I have a few other tricks, but these will greater improve the quality and flavor of your pizza dough.
Your pizza crust recipe really works. It is very easy to make. We can now say goodbye to expensive delivery pizza. Making the pizza also provides good bonding moments with my children. Save money, safe family!
My goodness, I’m such a pizza dough skeptic but I gave this a whirl using bread flour and the extra water. And this was sooo easy and the BEST recipe i have come across (as far as something turning out perfectly) in a long time! This is 100% going in my rotation. It was truly wonderful and my husband gobbled it up like he was straight outta San Quentin or something! Thank you for making this so easy to do.
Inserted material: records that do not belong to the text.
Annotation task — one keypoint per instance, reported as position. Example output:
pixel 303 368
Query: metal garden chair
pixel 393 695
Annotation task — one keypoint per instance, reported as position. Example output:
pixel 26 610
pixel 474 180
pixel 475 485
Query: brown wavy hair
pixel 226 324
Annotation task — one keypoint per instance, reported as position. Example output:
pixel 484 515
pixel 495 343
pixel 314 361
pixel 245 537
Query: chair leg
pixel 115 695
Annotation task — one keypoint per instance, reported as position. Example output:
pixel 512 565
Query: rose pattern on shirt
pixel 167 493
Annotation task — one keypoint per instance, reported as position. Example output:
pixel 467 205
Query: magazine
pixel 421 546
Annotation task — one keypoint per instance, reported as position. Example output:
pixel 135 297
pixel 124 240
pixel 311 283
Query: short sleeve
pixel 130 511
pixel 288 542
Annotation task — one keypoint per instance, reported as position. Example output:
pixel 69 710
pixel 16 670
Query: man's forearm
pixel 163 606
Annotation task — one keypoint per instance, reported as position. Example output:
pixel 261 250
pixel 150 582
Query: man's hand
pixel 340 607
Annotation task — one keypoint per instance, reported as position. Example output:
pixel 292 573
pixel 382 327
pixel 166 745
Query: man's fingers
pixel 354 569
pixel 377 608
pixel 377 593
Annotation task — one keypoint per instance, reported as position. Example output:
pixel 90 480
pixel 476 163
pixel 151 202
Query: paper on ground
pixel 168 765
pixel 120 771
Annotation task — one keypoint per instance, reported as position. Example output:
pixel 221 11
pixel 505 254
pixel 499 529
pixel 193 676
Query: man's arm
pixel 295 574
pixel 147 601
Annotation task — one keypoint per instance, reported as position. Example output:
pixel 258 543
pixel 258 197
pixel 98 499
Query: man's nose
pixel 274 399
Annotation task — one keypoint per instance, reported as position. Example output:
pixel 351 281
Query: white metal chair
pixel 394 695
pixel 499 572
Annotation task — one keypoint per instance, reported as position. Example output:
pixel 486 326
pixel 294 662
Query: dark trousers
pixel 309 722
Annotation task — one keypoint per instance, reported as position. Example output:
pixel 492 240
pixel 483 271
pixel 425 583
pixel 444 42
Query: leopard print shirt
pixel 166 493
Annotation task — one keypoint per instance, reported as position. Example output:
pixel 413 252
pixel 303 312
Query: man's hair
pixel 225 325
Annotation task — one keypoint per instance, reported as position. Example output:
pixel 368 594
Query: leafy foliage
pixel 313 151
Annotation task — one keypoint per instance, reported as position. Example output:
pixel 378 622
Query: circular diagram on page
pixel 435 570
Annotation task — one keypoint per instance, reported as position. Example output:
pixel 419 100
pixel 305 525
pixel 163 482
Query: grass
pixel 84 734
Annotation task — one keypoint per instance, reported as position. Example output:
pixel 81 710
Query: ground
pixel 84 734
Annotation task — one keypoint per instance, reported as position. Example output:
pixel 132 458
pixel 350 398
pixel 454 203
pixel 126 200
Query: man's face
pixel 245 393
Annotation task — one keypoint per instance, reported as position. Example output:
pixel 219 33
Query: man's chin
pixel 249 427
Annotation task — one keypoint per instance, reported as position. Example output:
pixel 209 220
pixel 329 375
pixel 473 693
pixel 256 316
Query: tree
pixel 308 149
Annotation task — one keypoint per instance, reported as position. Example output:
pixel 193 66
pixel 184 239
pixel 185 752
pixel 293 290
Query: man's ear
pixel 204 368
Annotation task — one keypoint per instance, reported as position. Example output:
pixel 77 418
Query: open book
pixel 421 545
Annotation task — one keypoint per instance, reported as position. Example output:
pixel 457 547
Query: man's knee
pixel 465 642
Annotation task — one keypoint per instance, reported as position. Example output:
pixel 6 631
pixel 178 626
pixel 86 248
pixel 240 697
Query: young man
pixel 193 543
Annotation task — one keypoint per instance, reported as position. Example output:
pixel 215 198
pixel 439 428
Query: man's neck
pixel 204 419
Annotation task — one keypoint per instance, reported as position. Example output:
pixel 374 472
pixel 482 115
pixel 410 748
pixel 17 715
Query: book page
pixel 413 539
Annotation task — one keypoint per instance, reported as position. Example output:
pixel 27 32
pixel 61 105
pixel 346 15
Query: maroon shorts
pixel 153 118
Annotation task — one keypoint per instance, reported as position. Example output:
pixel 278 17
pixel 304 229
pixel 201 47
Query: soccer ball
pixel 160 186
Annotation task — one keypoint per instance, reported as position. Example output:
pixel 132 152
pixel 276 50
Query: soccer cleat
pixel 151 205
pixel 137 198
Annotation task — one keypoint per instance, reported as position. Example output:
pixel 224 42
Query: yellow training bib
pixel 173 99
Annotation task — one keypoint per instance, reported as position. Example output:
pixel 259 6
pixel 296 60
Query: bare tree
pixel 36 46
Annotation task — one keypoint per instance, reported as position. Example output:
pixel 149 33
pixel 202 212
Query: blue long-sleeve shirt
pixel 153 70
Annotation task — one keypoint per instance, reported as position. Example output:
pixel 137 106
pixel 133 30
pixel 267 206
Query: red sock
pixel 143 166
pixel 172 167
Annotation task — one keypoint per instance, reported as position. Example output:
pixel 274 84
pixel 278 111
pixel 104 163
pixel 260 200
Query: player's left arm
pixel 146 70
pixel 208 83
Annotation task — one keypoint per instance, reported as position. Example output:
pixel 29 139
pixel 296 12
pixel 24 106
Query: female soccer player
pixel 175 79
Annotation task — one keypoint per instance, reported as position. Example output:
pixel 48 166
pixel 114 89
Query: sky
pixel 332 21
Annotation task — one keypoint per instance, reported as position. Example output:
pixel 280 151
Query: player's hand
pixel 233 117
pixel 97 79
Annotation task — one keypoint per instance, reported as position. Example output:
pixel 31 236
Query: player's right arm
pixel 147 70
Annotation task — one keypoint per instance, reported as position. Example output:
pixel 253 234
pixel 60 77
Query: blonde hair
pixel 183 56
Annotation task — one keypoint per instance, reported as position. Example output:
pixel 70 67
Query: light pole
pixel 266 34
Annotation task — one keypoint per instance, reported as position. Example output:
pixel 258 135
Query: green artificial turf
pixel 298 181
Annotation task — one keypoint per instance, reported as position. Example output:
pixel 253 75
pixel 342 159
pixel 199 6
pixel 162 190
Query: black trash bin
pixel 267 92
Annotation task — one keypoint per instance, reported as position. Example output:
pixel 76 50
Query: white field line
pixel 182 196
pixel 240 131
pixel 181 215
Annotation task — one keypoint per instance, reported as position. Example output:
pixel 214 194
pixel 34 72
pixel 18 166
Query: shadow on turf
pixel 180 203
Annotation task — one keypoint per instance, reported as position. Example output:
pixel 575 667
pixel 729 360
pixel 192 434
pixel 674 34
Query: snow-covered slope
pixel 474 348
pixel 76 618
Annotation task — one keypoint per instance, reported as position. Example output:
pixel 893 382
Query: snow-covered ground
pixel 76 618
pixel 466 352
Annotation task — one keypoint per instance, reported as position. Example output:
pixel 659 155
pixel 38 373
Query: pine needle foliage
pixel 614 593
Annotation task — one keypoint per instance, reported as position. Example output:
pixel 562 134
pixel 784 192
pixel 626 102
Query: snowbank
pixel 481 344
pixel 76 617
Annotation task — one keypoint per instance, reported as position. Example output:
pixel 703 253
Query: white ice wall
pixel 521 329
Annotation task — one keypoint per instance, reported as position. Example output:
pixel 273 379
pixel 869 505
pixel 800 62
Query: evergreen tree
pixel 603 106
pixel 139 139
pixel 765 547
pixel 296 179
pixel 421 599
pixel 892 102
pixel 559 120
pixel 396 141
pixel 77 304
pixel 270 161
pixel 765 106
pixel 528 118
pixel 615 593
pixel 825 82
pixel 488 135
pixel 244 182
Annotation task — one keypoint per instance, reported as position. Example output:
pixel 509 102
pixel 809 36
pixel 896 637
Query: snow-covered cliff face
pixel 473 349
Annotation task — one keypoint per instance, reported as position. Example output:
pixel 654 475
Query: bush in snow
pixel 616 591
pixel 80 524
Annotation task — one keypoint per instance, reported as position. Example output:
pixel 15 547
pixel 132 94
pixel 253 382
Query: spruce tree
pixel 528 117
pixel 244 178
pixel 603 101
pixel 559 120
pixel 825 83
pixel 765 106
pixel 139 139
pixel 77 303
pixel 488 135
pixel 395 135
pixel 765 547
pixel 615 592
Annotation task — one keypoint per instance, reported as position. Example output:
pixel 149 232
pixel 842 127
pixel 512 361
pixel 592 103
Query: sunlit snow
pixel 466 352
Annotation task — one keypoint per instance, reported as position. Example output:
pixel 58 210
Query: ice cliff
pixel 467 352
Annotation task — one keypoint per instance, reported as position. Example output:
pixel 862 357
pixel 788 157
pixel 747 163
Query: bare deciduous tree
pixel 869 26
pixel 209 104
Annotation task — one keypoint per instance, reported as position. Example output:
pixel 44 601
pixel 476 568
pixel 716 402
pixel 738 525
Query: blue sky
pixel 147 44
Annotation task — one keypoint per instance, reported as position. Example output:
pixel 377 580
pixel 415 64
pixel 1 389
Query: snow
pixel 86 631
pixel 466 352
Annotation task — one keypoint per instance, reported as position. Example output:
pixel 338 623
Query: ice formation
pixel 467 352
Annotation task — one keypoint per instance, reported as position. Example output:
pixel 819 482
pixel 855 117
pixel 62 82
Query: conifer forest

Can’t wait to try this we do pizza & games every Friday! I love the extra details you provide about each ingredient, wondering if I can ask you to expand on the bit you mentioned about the flour. I grind my wheat for bread and have pretty much always substituted it in for white flour, accepting it would change the consistency of whatever I’m making just a bit. But your note about the difference in protein affecting the take up of water makes me think I could, perhaps, adjust the water according to the flour I’m using. Is there a rule of thumb for adjusting the liquid when subbing in whole wheat flour?
Hi Rachel! I don’t really have any rule of thumb, but if you’d like to make this into whole wheat dough, I have a whole wheat pizza crust you may enjoy.
What are your heating instructions for the frozen cooked pizza slices? I’d love to try that as an option for an easy made ahead meal.
I simply reheat frozen pizza slices in the oven!
I’ve got dough rising right now, using this recipe. This is the second time I’ve made it. Turned out perfect. I don’t have a stand mixer, I just mixed the dough by hand and still had great results.
The best pizza dough I have ever made at home, and I have tried quite a few! My family loved it and I enjoyed baking it.
Hi Mae, Since it’s not actually in the dough you can skip it. Your crust won’t have the exact same unique texture but it will still taste great!